CAIRO The doctor who discovered a new SARS-like virus says it will probably trigger an epidemic at some point, but not necessarily in its current virulent form.
The new strain of coronavirus (nCoV) that Ali Mohamed Zaki found last year, related to one that caused the outbreak of Severe Acute Respiratory Syndrome (SARS) in 2003, has killed at least 18 people in the Middle East and Europe.
On Sunday, the World Health Organization said it seemed likely the new virus, which can cause coughing, fever and pneumonia, could be passed between humans, but only after prolonged, close contact.
Zaki, an Egyptian virologist who identified the new virus last June in a patient at the hospital where he was working in Jeddah, Saudi Arabia, noted in a telephone interview on Monday that no one else at that hospital had been infected at the time.
More recently, there has been a cluster of cases in a hospital in Hofuf in Saudi Arabia's Eastern province, as well as a case of transmission between two patients sharing a hospital room in France.
Zaki, now working at Ain Shams university in Cairo, said the virus was probably mutating. "From what is going on, it seems it is going step-by-step to become more easily transmitted," he told Reuters.
But he said doctors and authorities were in a better position to deal with an outbreak than they had been with SARS because the new virus had been identified relatively early:
"Now we have the virus before the epidemic happened - and I think it will happen - and we have tools to diagnose it."
LESSONS OF SARS
SARS emerged in Asia and took several months to mutate into a highly contagious form, eventually killing 775 people as it swept across the world in 2003 before being contained by isolation measures and a broad public health campaign.
Zaki noted that it was unclear whether the new virus, which has been fatal in more than half of the 32 confirmed severe cases so far, would still remain as lethal if it became more contagious.

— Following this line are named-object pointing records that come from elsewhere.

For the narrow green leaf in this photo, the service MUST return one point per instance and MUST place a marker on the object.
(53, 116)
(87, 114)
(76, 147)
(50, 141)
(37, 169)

But he said authorities should prepare for the worst and apply standard infection controls such as isolation, just as they did with SARS, noting that Saudi Arabia has a large population of expatriate workers who could spread the disease around the world.
Furthermore, Saudi Arabia draws millions of pilgrims to the Muslim holy cities of Mecca and Medina for the annual haj pilgrimage, which next takes place in October.
"The possibility of transmitting the virus outside Saudi Arabia? I think, yes, there is a great possibility because many people are working in Saudi Arabia, many people are visiting Saudi Arabia for religious tourism," Zaki said.
Michael Baker, of the department of public health at the University of Otago in Wellington, New Zealand, agreed that the new virus could turn into a serious threat.
"The arrival of SARS in 2003 reminded us that entirely new human infections can emerge without warning and develop into global epidemics that may be difficult to control," he said in an emailed comment.